Entristece-nos ver os neurocientistas implicados neste género de situações.
Porque na
realidade, se o interesse das neurociências é inegável para a pedagogia, é impossível
considerá-las como uma ferramenta miraculosa, capaz de resolver todos os
problemas educativos. Por um lado, porque as novas descobertas científicas não
anulam, por si sós, as mais antigas: as neurociências não invalidam, por
exemplo, a abordagem de WINNICOTT[15], nem o trabalho clínico do psicólogo ou do
psiquiatra. Por outro lado, porque a compreensão do ser humano não se limita a
uma só destas dimensões: a abordagem cognitiva e afectiva das neurociências não
beliscam, em nada, as investigações sobre as dimensões sociais e culturais do
indivíduo, pelo que não deveriam esquecer as obras linguísticas ou didácticas
propriamente ditas. É verdade, o cérebro pode aparecer como a “cabine de pilotagem”,
onde todos os dados se encontram [biológicos, sociológicos, cognitivos, afectivos,
etc.] e donde partem todas as decisões em matéria de aprendizagem, em todos os
domínios. Mas as decisões do piloto não podem, em caso algum, ser reduzidas a uma
combinação mecânica destes dados, tal como poderia ser feita por um computador.
Com efeito,
o que caracteriza o ser humano, enquanto sujeito, é que ele é portador de projectos
e selecciona as informações que recebe em função destes. A actividade duma criança,
as suas motivações, os seus problemas, as suas perspectivas, não podem ser apreendidas
de um modo puramente objectivo, acumulando informações científicas muito
precisas. Impossível ignorar o que o move, e a que não acedemos a não ser através
do relacionamento com ele. Essa relação inclui, é claro, uma parte emocional, que
as neurociências também podem abordar, mas mais profundamente deve constituir
um convite onde a confiança e a exigência favoreçam a emergência da liberdade e
dos anseios do outro. Por outras palavras, se a neurociência e todas as outras abordagens
científicas do desenvolvimento da criança podem ajudar-nos a criar melhores condições
de aprendizagem, não poderão nunca esclarecer-nos sobre as causas: o que motiva
o sujeito, o que desperta em si o desejo de aprender as fábulas de la Fontaine ou
as equações de 2º grau, o que lhe proporciona a alegria de compreender um poema
de Verlaine ou apreciar um concerto de Mozart, como a satisfação de ajustar um entalhe
e um encaixe ou montar um circuito electrónico, tudo isto não se reduz –
felizmente –, a uma perspectiva científica, condenada a isolar eventos, quando
é necessário relacioná-los, ignorar o sujeito quando é, precisamente,
necessário mobilizá-lo.
Como refere
o filósofo alemão Markus GABRIEL, «o “eu” não é uma chave USB[16]»! Não o
carregamos de conhecimentos, como um ficheiro informático. O “eu” – em matéria
de aprendizagem, como noutros domínios – age apenas para alcançar um objectivo.

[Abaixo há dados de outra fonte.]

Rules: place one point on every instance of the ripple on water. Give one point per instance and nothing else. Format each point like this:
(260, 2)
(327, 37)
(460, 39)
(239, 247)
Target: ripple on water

Os seus actos têm um sentido para si, mesmo que não o considere totalmente. E é
porque aceitamos o diálogo, e caminhar com o outro nessa busca do sentido, que
contribuímos para sua educação.
Nenhuma
ciência nos liberta, pois, do trabalho educativo, que consiste na procura do
que é bom e verdadeiro, os conhecimentos e os saberes desejáveis para e pela
criança, graças ao nosso exemplo e à nossa criatividade. Temos “ciências da
educação” – e elas devem, evidentemente, desenvolver- se respeitando a pluralidade
de abordagens – não há nem haverá nunca, para desgosto de Stanislas DEHAENE, a
ciência da educação, no singular[17]: a existir, esta não seria mais do que uma
“ciência de adestramento”. O verdadeiro ensino ocorre nas situações em que
possibilitamos o encontro autêntico, em grande parte imprevisível, entre
humanos e com as suas obras.
______________
[1] A ressonância magnética permite visualizar a existência [mas não o conteúdo] duma actividade cerebral, graças à observação da variação de fluxos sanguíneos nas diferentes zonas do cérebro.[2] Numerosas crianças afirmam, espontaneamente,que o número de fichas é mais elevado quando a linha é mais comprida. Outros inibem esta reacção e, antes de dar a resposta, verificam fazendo corresponder cada ficha de uma linha à ficha correspondente da outra. Cf. Olivier HOUDÉ, Apprendre à resister, Paris, Le Pommier, 2014.